At almost that same instant, the mage’s staff struck the dragon. Its blow gave rise to a low, powerful note that answered the chiming of the fallen drops of darkness-infused beads. The carved stone shattered beneath that blow, but the three notes of the beads rose up under the sound of breaking stone, and Taudde saw that beneath the stone lay something else, something that was not stone and had not broken.
In the cavern at the heart of darkness, a dark eye slitted open.
Everywhere through the caverns, stone flowed and smoothed out damaged areas. Water that was not water—none of it was precisely water, Taudde thought now—trickled and dripped and gathered into streams that were made of shadows. Or of a strange kind of light. Amid that light and those shadows, the Dragon of Lonne lifted its head.
Ankennes stood mute and amazed.
Geriodde Seriantes got slowly to his feet… slowly, like a man of waning strength trying to make the failure of his body seem merely like considered dignity. He wore a stern, ungiving expression as he turned with slow reluctance toward his son, dreading, Taudde understood, to see too clearly the ruin Ankennes had made of blood and bone. But pale light and strange shadows flowed like water across the prince as well, and around him, and under that influence the prince’s body was visibly repairing itself, just as the caverns were.

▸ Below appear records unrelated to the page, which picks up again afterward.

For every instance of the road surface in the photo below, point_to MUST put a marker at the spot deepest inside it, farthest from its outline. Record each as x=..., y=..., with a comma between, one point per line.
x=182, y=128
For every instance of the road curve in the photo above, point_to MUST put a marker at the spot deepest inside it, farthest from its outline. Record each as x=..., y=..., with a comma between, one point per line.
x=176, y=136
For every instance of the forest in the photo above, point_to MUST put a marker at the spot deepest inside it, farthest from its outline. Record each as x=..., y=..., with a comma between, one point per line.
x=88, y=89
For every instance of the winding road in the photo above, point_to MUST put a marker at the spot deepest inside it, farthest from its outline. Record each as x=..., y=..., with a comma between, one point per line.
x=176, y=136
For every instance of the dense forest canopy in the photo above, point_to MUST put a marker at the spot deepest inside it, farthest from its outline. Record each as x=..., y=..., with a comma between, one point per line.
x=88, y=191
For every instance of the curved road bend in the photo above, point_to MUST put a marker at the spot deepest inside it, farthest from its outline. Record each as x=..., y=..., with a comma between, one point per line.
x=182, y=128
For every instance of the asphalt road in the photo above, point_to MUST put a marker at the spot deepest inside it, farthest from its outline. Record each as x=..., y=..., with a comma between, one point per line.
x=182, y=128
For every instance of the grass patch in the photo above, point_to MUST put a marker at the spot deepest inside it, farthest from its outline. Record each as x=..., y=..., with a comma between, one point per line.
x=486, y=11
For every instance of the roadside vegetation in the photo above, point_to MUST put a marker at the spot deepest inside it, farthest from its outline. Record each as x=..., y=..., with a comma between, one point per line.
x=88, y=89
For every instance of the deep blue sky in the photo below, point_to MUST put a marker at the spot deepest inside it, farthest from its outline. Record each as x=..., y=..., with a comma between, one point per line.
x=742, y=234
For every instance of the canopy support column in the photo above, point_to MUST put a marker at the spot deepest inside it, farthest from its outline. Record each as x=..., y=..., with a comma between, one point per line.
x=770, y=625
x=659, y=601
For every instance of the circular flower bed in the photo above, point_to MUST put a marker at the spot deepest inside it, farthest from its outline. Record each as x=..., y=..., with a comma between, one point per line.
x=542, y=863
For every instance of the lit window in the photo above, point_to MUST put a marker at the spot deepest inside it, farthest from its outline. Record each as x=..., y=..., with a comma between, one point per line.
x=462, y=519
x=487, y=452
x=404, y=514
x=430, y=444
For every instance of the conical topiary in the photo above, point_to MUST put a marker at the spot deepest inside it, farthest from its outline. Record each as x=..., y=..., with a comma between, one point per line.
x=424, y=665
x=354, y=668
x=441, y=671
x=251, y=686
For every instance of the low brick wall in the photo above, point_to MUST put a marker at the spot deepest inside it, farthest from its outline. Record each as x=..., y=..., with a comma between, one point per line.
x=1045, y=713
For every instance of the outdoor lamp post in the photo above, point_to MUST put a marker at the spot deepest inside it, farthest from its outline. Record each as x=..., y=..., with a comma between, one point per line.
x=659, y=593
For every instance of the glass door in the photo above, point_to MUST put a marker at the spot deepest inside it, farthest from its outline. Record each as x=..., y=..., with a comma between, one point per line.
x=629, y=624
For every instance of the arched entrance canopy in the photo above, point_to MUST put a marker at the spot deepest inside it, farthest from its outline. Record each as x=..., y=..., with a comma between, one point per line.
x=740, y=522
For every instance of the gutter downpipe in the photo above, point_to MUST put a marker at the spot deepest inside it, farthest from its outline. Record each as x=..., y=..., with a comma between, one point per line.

The king’s attention was fixed on this. He began to step toward his son, then caught at a stone pillar to support himself and stayed where he was.
But Prince Tepres rose to his feet, levering himself away from stone stained with his own blood, and came over to his father on his own accord. This time, it was the prince who reached out first, his gesture constrained and almost shy, to touch his father’s hand.
The king’s expressionless mask cracked like stone, and his hands closed around his son’s arms with the force of mountains shifting. It was a profoundly intimate moment. Taudde looked away, ashamed to have witnessed it. Deeply ashamed, now, that he had tried to strike against the king in the person of his son. He looked at the dragon instead, and then found himself unable to look anywhere else.
The stone opened to free the dragon and closed behind it once it was loosed. Subtle colors washed across it as it emerged from the wall of the cavern. Pale green and silvery blue and delicate lavender ran down its neck, the colors deepening to brilliant jewel tones as moments passed. Its elegant head was lapis and amethyst, with shadings of garnet around its nostrils and at the corners of its long mouth. Its antennae, flexing and extending above and around its head, were a deep sapphire that shaded to aquamarine and then to emerald. The emerald ran down its long sinuous neck in a wash of color that shifted as the dragon moved, to sapphire and then amethyst and then back to emerald. Its nearest wing, sapphire traced with gold, opened a little and then relaxed. Its eyes were black, containing all the darkness that lived beneath the mountain.